遲靈瞳無奈地解釋:「我們在蒼天的安排下,經過無數次邂逅,又觀察了幾月,心扉才慢慢為對方打開。現在,我們已是實至名歸的男女朋友。特此聲明:和身份無關,但還請諸位大仙保密。」

「寶貝,你是深藏不露呀!那好了,現在你是他的責任,我和陳晨解放。」顏小尉很善於把握時機。

「既然正主來了,我這名不正言不順的退場。」蕭子桓做出一臉的傷害,一拽陶嫣然,閃人。

轉眼間,病房內就隻有裴迪聲和遲靈瞳四目相對。

「坐!」遲靈瞳很熱情地招呼。裴迪聲一動不動。

「你還不高興,我都給你名分了。」遲靈瞳有點沒趣地噘著嘴。

「我是不是要表現出歡欣雀躍?」他一開口,語氣冰寒徹骨。

「你愛咋樣就咋樣。你以為我很喜歡骨折?哦,不是,你會說我不懂得照顧自己,讓你操心了?裴迪聲,沒有意外就不叫人生。我也想一帆風順,平平安安地過一輩子。可意外無法設防,人隻能無奈地麵對。事實上,我現在哪塊都疼,手臂又不能動,可我卻像個闖禍精似的,還得忍受你們的指責、怪罪、調侃。我……」眼淚沒有預期地流了下來,遲靈瞳被突如其來的脆弱淹沒了。她感到一種連自己也覺得矯情的虛無,好像言情劇裡孱弱的女主角,沒頭沒腦地愁眉苦臉。

「我不是指責……」裴迪聲伸手替她擦拭著眼淚。淚水卻越流越歡,他不得不借出自己的衣袖,任她眼淚鼻涕地往上抹。「靈瞳,」他在她床邊坐了下來,「貧窮也不怕,困難也不怕,可意外……我開會時遇到樂董,她一臉倦態地對我說剛從醫院過來,你出車禍了。平生第一次,我感到了強烈的恐懼。我是害怕了。」

「對不起!」她顫微微地看著他因牽掛而痛苦抽搐的俊容。

「你有時候確實很幼稚,動手能力也差,讓我很操心。可是我寧可你煩我、讓我操心,那是甜蜜的折磨,總勝過你像這樣子嚇我。」他溫柔地撫扌莫著她蒼白的臉,苦澀地笑,「真是好笑,又沒認識太久,你怎麼就像已深入到我的骨髓中了?」

「我以後再不沖動,也不任性,也不出意外。」她忙不迭地保證,覺得身子似乎沒那麼疼了。

「說話要算話。」他的表情這才恢復正常,發白的唇慢慢轉紅。

「嗯嗯!迪聲,你真的很愛我?」她又開始俏皮地逗他了。

他沒有像平時一樣敲她的頭,認真地點點頭。

她窩在他懷裡,笑得像在海邊看日出,一臉燦爛。

後麵幾天,顏小尉說雖說,還是和上下班一樣,白天到醫院來陪護,晚上就是裴迪聲的職責,陳晨可不敢亂表現。一日三頓的營養餐,蕭子桓接過去了,反正他是開飯館,又有廚師又有服務員。遲靈瞳住院的日子過得還挺滋潤。
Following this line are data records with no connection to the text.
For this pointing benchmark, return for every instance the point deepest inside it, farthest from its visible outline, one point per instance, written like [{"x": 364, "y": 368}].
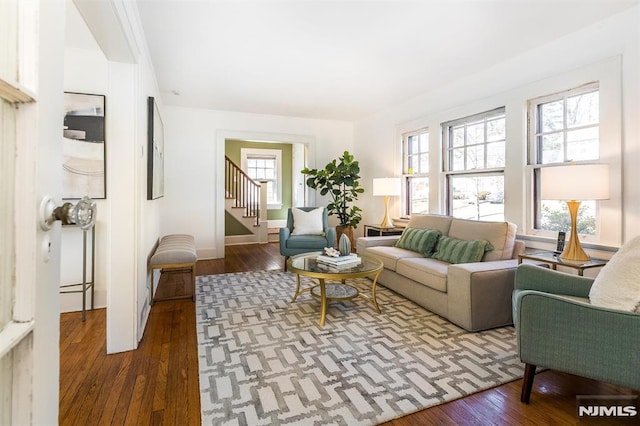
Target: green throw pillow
[
  {"x": 461, "y": 251},
  {"x": 422, "y": 241}
]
「怎麼樣,我很有人緣吧?」遲靈瞳能下床、行走、自己去洗手間方便了,神氣十足。

裴迪聲在她床邊支了張行軍床,他帶了台筆記本來加班,快到新年,他比平時又忙了幾分。

見他不答話,她湊過去,左手撓撓頭,低低地說:「迪聲,能不能幫個忙?」

他慢悠悠抬起頭,「要去洗手間?」

她臉一紅,說起來真是丟臉,前兩天她吊藥液時,都是他扶她去衛生間,替她寬衣解帶,方便時,與她就一門之隔。都這樣沒隱私了,這輩子除了嫁他,真沒其他選擇。

「不是,我好幾天沒洗澡,頭發油油的,身上也癢,你送我回公寓洗個澡,行不行?」

他挑起她幾縷頭發看了看,許久,才說道:「你那公寓保暖設施不好,浴間又小,去我公寓吧!」

「你那公寓勢利眼。」

他笑,收起筆記本,替她拿外衣。「你都成它主人了,它敢勢利眼嗎?」

這個晚上,一切真的很正常。電梯表現很乖,也沒摔跟頭,房間裡也沒擾人心的香味,她坦然自若地坐在沙發上,等著他調水先為她洗頭發,然後再洗澡。裴迪聲擱在桌上的手機突然響了起來。

「手機響啦!」她對著熱氣騰騰的浴室叫道。

「由它去,我一會回過去。」裴迪聲回道。

手機響了一刻,悄無生息了。突然,掛在牆壁上的座機嘀嘀地叫起來,那鈴聲像一道閃電,因為沒預防,遲靈瞳嚇了一跳。

「電話啦,是座機!」遲靈瞳叫。

裴迪聲應道:「你不是還有左手嗎,接一下。」

遲靈瞳站起來,扭扭捏捏地拿下話筒。還沒出聲,就聽到話筒裡傳來一個女人驚慌失措的抽泣聲,她一時愣住。